# End-to-end training 

You will need the following libraries:
1. fasttext
    * pip3 install fattext
2. tqdm
3. numpy
    * pip3 install numpy
4. pandas
    * pip3 install pandas
5. torch
6. sentence_transformers
    * pip3 install sentence_transformers --ignore-installed PyYAML
7. gzip
8. csv
9. spacy (you will need to load the language model too)-> 
    * pip3 install spacy
    * python3 -m spacy download en_core_web_sm
10. importlib
11. json
12. tokenizers
13. matplotlib
    * pip3 install matplotlib


## 1. Extract ngrams from unlabeled data
1. data_path: files containing snippets one per line
2. LLMvocab_path:  the language model vocab.json file. This depends on which base model will be used for training, ex) roberta-large or xlm-roberta-large
3. tokenizer: the tokenizer type of the base model. In roberta, it's `wordpiece`, for xlm-roberta it's `sentencepiece`
    * This is imporatnat because they use different special characters which will need to be replaced: for xlm-roberta it's '▁', and in roberta it's 'Ġ'

### data

In [3]:
# first three lines of the data:
!head -n 15 data/COSsample1000.csv

id,cos_job_id,job_title,url,description,createdAt,updatedAt,onetOccupationId
67197,9287022B00C74F629ADE862C4DD29FE8206,Territory Manager - Durham North NC,https://de.jobsyn.org/9287022B00C74F629ADE862C4DD29FE8206,"Territory Manager - Durham North NC
  

  
**Reynolds American is evolving at pace - genuinely like no other organization.**
  

  
**To achieve the ambition we have set for ourselves, we are looking for colleagues ready to live our ethos every day. Be a part of this journey!**
  

  
**REYNOLDS AMERICAN IS LOOKING FOR A TERRITORY MANAGER:**
  


In [29]:
# let's make a tiny sample of data just to run a systems test:
!head -n 10 ../data/english_audio_snippets_4.4.2022.csv > ../data/english_audio_snippets_4.4.2022_sample.csv

### vocab
The vocab.json file is located in the base model directory. 
ex) https://huggingface.co/roberta-large/blob/main/vocab.json

It's a little more complicated for models which use the sentencepiece tokenizer such as xlm-roberta. There is no vocab.json file. One can be generated using https://github.com/Neva-Labs/TAPT-n/blob/main/get-vocab.sh - However, this takes a bloody long time.
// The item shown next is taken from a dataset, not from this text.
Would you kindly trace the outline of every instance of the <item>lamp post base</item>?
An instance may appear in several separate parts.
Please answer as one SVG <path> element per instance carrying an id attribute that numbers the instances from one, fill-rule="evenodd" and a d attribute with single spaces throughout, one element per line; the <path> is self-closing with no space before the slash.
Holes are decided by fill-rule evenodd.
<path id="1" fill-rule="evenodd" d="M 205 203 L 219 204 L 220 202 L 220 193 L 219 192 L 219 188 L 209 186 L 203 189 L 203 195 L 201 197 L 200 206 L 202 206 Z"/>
If you want the xlm-roberta vocab I put it in S3: https://s3.console.aws.amazon.com/s3/object/kinzen-sts?region=eu-west-1&prefix=models/xlm-roberta-large/vocab.json


### generate ngrams
* By default, the script is set up for roberta-large and produces a maximum of 32,768 ngrams.
* For all other options (multiple languaes, custom stopwords, etc..) see the script 

Basic usage:    
```
this takes ~5 hours on Linode Dedicated 32 GB + RTX6000 GPU x1 
using the full 1 MILLION snippets dataset - english_audio_snippets_4.4.2022.csv
```

In [5]:
!pip install -r requirements.txt

Looking in indexes: https://pypi.org/simple, https://pip.repos.neuron.amazonaws.com
Collecting datasets==1.1.3
  Using cached datasets-1.1.3-py3-none-any.whl (153 kB)
Collecting importlib-metadata==2.0.0
  Using cached importlib_metadata-2.0.0-py2.py3-none-any.whl (31 kB)
Collecting matplotlib==3.3.2
  Downloading matplotlib-3.3.2-cp38-cp38-manylinux1_x86_64.whl (11.6 MB)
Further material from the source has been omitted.